On Sun, Nov 30, 2025, at 11:58, Willy Tarreau wrote:
On Sat, Nov 22, 2025 at 05:59:15PM +0100, Thomas Weißschuh wrote:
struct timespec {
- __kernel_old_time_t tv_sec;
- long tv_nsec;
- time_t tv_sec;
- int64_t tv_nsec;
}; #define _STRUCT_TIMESPEC +/* Never use with system calls */ struct timeval {
- __kernel_old_time_t tv_sec;
- __kernel_suseconds_t tv_usec;
- time_t tv_sec;
- int64_t tv_usec;
};
It seems to me that glibc continues to make the effort of using a long for tv_usec and tv_nsec. At least I'm seeing how that can make a difference for application code given that these fields are constantly multiplied or divided, forcing them to 64-bit when we know they'll never be larger than 1 billion is extra burden for the application.
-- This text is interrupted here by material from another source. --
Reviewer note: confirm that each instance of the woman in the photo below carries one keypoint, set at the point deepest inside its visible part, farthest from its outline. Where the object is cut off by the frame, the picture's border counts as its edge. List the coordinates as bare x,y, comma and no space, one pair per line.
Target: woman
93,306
Another reason might be that the definition really changed from long to suseconds_t in timeval a while ago, it's possible that it's used as a long in various APIs (or even just printf formats).
IMHO it would be cleaner to keep it as a long here, or do you have a particular reason for wanting int64_t (which BTW already forced a cast in sys_gettimeofday()) ?
As far as I can tell, it's the other way round for suseconds_t, which in glibc is defined as
#if __TIMESIZE == 64 && __WORDSIZE == 32 # define __TIME_T_TYPE __SQUAD_TYPE # define __SUSECONDS_T_TYPE __SQUAD_TYPE #else # define __TIME_T_TYPE __SLONGWORD_TYPE # define __SUSECONDS_T_TYPE __SLONGWORD_TYPE #endif
so this one is explicitly the same width as tv_sec, which has all the issues you listed, but avoids the need for padding.
As far as I remember, the one reason for having a 'long tv_nsec' with complex padding in glibc and musl is that this is actually required by both Unix[1] and C11/C11 [2] standards.
C23 has updated the definition and does allow int64_t tv_nsec. I think it makes sense for nolibc to just follow the kernel's definition here.